Carroza (Foto di Marion Winkels da Pixabay)

Nella prima domenica di quaresima, il 14 febbraio 1869, giornata di festa nella quale tantissimi cittadini erano per le strade, erano partite grida sediziose, “evviva a Mazzini e Garibaldi” e “abbasso la monarchia”, da parte di giovani che si facevano scarrozzare in lungo e in largo per la città ed eccitavano la popolazione, per cui alla fine due compagnie di granatieri e una folla eccitatissima si fronteggiavano pericolosamente: il giovane Sindaco Codronchi con un intervento autorevole che dimostrò il suo notevole carisma, riuscì a evitare che si spargesse sangue, come purtroppo era invece accaduto in altre parti del paese.

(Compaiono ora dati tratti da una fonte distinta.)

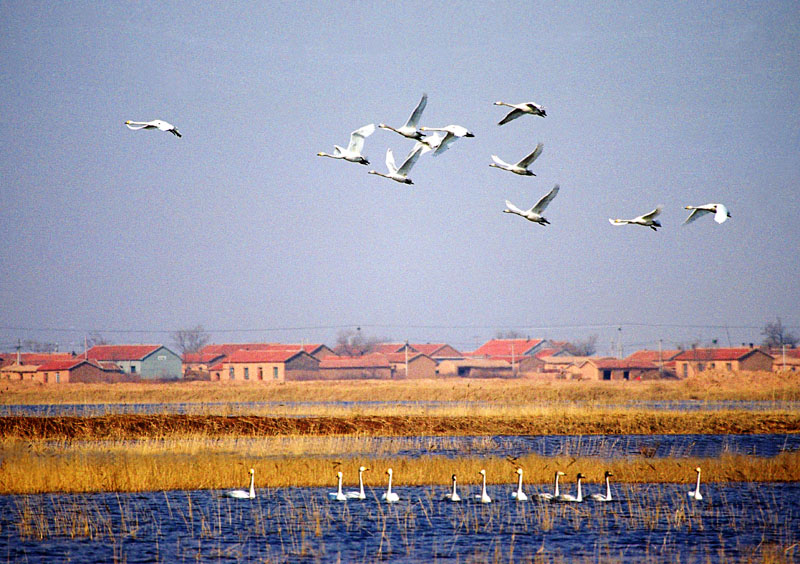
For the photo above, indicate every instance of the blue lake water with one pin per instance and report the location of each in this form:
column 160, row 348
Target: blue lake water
column 297, row 408
column 649, row 523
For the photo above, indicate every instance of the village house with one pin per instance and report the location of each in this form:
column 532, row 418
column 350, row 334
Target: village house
column 149, row 362
column 266, row 366
column 692, row 362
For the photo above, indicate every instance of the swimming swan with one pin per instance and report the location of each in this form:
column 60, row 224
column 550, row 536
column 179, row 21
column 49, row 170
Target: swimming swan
column 572, row 498
column 721, row 213
column 521, row 109
column 451, row 133
column 155, row 124
column 244, row 494
column 410, row 130
column 353, row 151
column 521, row 167
column 546, row 496
column 607, row 496
column 695, row 493
column 484, row 497
column 389, row 496
column 360, row 493
column 400, row 174
column 648, row 220
column 453, row 496
column 535, row 213
column 338, row 495
column 519, row 495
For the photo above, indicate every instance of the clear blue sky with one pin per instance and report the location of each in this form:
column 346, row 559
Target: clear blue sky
column 238, row 226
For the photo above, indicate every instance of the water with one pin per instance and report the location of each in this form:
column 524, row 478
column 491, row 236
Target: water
column 650, row 523
column 300, row 409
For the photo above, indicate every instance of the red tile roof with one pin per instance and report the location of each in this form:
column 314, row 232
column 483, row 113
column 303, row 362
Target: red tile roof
column 121, row 352
column 722, row 354
column 502, row 348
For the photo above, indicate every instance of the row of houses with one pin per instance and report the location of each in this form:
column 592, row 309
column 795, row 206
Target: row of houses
column 279, row 362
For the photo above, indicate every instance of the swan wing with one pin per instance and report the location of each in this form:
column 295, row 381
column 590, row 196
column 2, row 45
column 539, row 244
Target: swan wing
column 513, row 114
column 524, row 163
column 546, row 199
column 357, row 138
column 408, row 164
column 413, row 119
column 722, row 214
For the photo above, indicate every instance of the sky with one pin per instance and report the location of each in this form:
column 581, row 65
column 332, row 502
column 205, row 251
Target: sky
column 238, row 226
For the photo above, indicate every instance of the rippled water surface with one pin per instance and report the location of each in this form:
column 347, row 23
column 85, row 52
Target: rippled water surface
column 649, row 523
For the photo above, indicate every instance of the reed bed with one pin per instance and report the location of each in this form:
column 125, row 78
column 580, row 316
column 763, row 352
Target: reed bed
column 707, row 386
column 151, row 465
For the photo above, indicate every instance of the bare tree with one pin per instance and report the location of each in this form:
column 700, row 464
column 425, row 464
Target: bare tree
column 776, row 335
column 587, row 347
column 190, row 340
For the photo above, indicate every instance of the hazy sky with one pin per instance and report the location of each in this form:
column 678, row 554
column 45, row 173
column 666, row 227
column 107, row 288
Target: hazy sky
column 238, row 226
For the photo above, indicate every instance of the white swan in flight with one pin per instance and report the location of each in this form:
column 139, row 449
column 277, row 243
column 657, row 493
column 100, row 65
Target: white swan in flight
column 244, row 494
column 572, row 498
column 360, row 493
column 453, row 496
column 547, row 496
column 721, row 213
column 607, row 496
column 389, row 496
column 521, row 167
column 648, row 220
column 338, row 495
column 451, row 133
column 353, row 151
column 535, row 213
column 519, row 495
column 695, row 493
column 484, row 497
column 521, row 109
column 155, row 124
column 410, row 130
column 400, row 174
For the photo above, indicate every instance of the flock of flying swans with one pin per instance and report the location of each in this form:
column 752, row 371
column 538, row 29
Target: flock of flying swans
column 442, row 139
column 390, row 496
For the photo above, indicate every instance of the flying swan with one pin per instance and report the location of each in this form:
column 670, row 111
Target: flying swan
column 410, row 130
column 521, row 109
column 648, row 220
column 360, row 493
column 519, row 495
column 721, row 213
column 607, row 496
column 484, row 497
column 155, row 124
column 521, row 167
column 400, row 174
column 535, row 213
column 389, row 496
column 244, row 494
column 353, row 152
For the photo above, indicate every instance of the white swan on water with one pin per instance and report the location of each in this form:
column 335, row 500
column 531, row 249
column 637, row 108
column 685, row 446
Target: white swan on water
column 607, row 495
column 159, row 124
column 353, row 151
column 484, row 497
column 453, row 496
column 519, row 495
column 547, row 496
column 695, row 493
column 360, row 493
column 389, row 496
column 244, row 494
column 521, row 167
column 338, row 495
column 569, row 498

Repubblicani ed Internazionalisti ad Imola

In quegli anni erano presenti a Imola diversi gruppi repubblicani, tra i quali la Società del Progresso, la Società dell’Alleanza, la Società del Buon Volere, l’Emancipazione e la Società della Pianta, la più turbolenta, chiusa all’indomani del fallimento del moto insurrezionale di Bologna del 1874 a cui la società aveva partecipato.

Le osterie erano i luoghi della politica per gli strati popolari che non avevano a disposizione ancora sedi proprie: a Imola quelle di Pincì, La Campana, Sacchi, La Forchetta, l’Angelo, Il Cappello, Il Gallo, La Nuova e La Reggia erano frequentate principalmente dai repubblicani; Il Vaino, Cipolloni, Carmeli, La Pigna, Il Razzadore e Il Bel Bocchino dagli internazionalisti, come ha ben documentato Venerio Montevecchi nel suo libro sulle osterie.

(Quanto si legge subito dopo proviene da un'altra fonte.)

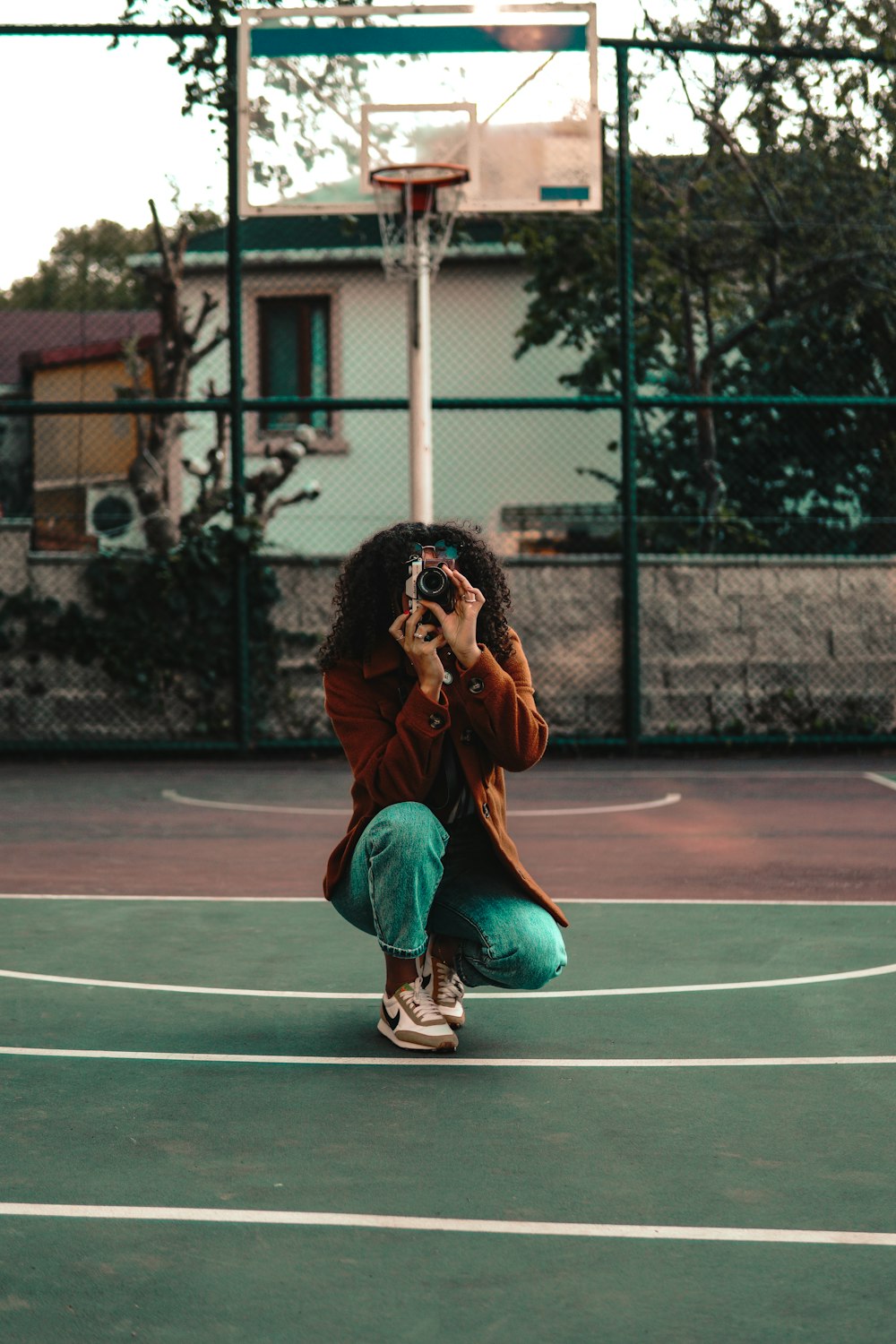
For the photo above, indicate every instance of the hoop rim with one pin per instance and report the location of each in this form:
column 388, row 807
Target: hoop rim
column 419, row 175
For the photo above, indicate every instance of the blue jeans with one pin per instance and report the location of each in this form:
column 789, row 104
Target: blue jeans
column 409, row 878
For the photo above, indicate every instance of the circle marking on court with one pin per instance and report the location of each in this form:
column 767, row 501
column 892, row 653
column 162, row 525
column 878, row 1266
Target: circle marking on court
column 495, row 996
column 174, row 796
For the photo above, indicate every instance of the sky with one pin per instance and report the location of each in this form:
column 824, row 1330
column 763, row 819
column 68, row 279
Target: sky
column 91, row 134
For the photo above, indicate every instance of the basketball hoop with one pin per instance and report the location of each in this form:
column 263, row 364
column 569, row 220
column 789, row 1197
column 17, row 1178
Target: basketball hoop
column 417, row 206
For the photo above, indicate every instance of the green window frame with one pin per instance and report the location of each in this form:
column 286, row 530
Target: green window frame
column 295, row 338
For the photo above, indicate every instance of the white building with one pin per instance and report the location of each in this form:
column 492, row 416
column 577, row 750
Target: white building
column 320, row 319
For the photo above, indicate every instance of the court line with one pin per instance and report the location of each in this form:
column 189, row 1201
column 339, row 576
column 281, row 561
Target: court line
column 444, row 1059
column 568, row 900
column 490, row 997
column 172, row 796
column 387, row 1222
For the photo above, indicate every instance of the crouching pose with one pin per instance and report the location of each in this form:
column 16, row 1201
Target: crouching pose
column 430, row 695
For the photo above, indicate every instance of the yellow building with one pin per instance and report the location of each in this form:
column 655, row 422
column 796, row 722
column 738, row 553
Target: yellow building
column 81, row 462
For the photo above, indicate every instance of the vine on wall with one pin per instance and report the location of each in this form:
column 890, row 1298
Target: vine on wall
column 163, row 628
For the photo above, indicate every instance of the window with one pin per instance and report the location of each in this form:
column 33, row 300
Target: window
column 296, row 358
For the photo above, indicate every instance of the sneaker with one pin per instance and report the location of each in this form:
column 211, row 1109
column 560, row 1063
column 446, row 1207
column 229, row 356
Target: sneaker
column 410, row 1021
column 446, row 989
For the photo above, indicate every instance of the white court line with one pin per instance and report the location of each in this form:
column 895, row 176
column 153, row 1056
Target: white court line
column 445, row 1059
column 292, row 1218
column 568, row 900
column 501, row 996
column 172, row 796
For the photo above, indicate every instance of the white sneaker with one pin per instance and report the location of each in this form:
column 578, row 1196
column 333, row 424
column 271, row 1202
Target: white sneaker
column 410, row 1021
column 445, row 986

Antonio Cornacchia e Luigi Sassi

Quei due furono capi carismatici degli internazionalisti e dei repubblicani imolesi. Non sappiamo se abbiano partecipato o meno al moto di Dozza, che del resto si concluse in una specie di scampagnata, con però l’occupazione del municipio del piccolo comune.

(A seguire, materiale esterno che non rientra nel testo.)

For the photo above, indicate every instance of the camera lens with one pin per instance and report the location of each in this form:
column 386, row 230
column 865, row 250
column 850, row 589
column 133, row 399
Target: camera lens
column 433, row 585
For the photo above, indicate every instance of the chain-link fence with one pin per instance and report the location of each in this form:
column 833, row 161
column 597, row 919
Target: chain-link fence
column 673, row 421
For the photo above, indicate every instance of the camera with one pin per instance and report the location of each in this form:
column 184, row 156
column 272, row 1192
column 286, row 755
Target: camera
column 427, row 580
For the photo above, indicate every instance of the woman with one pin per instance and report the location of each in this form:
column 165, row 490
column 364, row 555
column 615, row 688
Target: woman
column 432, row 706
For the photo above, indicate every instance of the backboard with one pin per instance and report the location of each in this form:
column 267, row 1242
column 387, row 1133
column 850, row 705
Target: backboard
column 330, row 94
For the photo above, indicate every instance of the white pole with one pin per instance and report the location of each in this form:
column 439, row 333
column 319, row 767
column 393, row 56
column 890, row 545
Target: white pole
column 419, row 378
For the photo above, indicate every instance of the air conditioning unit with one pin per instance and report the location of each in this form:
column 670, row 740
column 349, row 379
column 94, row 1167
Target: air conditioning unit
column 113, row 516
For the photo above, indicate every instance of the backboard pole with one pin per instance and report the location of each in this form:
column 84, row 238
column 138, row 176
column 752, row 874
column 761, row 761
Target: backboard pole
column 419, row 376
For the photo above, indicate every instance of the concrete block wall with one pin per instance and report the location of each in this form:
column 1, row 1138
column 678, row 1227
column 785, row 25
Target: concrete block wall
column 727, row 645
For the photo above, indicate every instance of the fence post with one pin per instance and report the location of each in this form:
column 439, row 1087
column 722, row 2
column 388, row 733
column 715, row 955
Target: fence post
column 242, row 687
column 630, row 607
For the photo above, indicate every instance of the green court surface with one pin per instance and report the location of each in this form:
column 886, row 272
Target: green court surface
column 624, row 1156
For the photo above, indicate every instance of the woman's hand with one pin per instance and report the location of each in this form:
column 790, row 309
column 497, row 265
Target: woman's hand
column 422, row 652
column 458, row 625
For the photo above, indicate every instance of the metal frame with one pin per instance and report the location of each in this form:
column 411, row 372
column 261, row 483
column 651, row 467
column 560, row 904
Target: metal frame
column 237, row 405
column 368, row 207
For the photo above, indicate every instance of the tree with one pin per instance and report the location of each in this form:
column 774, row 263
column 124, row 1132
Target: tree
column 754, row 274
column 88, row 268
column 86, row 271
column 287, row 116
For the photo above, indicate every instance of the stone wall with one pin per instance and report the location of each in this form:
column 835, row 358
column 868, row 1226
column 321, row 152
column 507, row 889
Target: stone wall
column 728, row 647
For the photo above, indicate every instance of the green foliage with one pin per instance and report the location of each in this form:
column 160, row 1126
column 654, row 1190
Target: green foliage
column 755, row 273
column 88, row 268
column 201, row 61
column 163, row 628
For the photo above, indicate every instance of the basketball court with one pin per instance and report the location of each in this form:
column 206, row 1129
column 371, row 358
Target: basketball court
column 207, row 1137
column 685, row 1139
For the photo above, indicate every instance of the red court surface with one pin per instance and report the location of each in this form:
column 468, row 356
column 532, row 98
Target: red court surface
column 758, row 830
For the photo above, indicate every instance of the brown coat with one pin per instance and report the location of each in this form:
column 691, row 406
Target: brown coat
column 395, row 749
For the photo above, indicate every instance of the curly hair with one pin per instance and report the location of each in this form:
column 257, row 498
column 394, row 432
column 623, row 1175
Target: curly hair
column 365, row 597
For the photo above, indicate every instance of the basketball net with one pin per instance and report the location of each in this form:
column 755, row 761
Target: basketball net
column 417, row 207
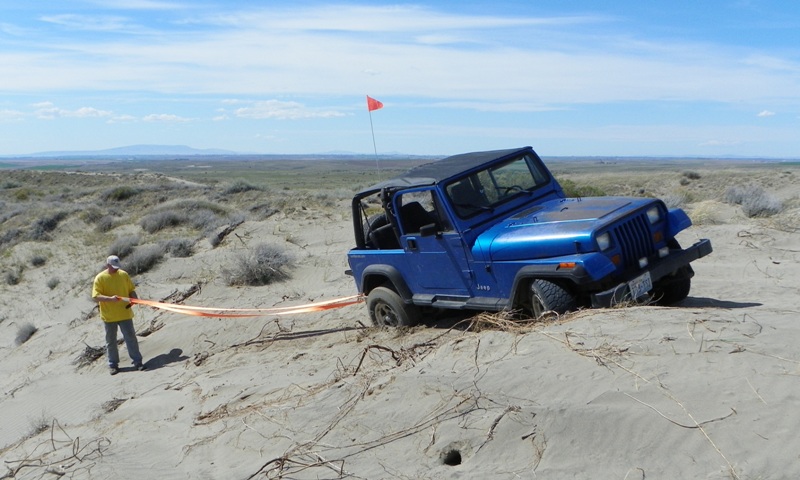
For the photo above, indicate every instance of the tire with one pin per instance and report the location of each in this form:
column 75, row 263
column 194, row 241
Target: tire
column 386, row 308
column 547, row 296
column 675, row 289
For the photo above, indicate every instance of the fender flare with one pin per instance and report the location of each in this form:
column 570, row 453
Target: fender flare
column 388, row 272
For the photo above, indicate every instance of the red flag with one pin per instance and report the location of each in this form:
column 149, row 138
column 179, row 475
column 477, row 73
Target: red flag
column 373, row 104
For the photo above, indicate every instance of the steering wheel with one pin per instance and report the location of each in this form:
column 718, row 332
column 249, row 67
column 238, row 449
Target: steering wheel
column 507, row 190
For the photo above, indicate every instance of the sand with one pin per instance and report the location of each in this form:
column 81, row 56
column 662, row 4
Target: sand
column 705, row 389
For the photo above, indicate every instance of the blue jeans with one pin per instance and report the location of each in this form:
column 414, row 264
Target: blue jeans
column 129, row 334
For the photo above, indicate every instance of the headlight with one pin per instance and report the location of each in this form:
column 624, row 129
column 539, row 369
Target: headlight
column 604, row 241
column 654, row 215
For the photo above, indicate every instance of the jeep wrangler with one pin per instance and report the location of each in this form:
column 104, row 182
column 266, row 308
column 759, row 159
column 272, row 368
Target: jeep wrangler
column 494, row 231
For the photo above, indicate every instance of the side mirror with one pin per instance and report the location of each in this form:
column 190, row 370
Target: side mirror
column 428, row 230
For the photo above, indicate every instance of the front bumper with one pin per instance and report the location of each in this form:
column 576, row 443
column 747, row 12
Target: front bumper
column 666, row 266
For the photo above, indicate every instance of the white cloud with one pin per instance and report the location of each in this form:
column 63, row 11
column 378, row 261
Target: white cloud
column 11, row 115
column 279, row 110
column 105, row 23
column 49, row 111
column 140, row 5
column 164, row 118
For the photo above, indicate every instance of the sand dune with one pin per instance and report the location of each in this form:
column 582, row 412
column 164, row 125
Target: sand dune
column 705, row 389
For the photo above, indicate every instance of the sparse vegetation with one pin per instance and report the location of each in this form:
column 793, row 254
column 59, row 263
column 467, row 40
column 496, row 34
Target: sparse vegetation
column 180, row 247
column 13, row 276
column 143, row 259
column 41, row 228
column 240, row 186
column 573, row 189
column 123, row 246
column 157, row 221
column 755, row 201
column 24, row 333
column 262, row 265
column 120, row 193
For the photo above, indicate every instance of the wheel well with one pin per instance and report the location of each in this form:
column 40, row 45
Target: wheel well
column 521, row 300
column 373, row 281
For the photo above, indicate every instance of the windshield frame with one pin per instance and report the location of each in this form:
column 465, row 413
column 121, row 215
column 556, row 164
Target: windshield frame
column 488, row 188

Il libro di Marco Pelliconi su Luigi Sassi

Rimane la forte impressione che a noi moderni può fare il pensare di partire a piedi da Imola verso Bologna con l’intento di “fare la rivoluzione” e occupare il capoluogo, nella speranza che le masse insorgessero al loro arrivo: occorrevano convinzioni radicate e una spinta ideale molto forte per far sì che decine di giovani affrontassero tale avventura.

Purtroppo, nonostante il diffuso malcontento, tali gruppi erano abbastanza isolati e preda di visioni utopiche.

Lapide di Gualandi Andrea (foto da anpiimola.it)

Segnaliamo qui che la famiglia Gualandi, quella dei due eroi della Resistenza, era originaria di Dozza e che un Gualandi di Dozza partecipò al successivo rivoluzionario “moto del Matese” del 1877 di cui abbiamo trattato parlando di Francesco Ginnasi.

È in tale contesto sociale e politico, articolato ed un poco confuso, ma denso di fermenti e attività, che si inserisce il “moto di Dozza”, anch’esso indubbiamente emblematico della caratteristica del “fare” tipica di Imola e della Romagna che, non dimentichiamolo, a Ovest finisce proprio a Dozza, il fiume Sillaro ne segna i confini, in qualche modo forse anche politici.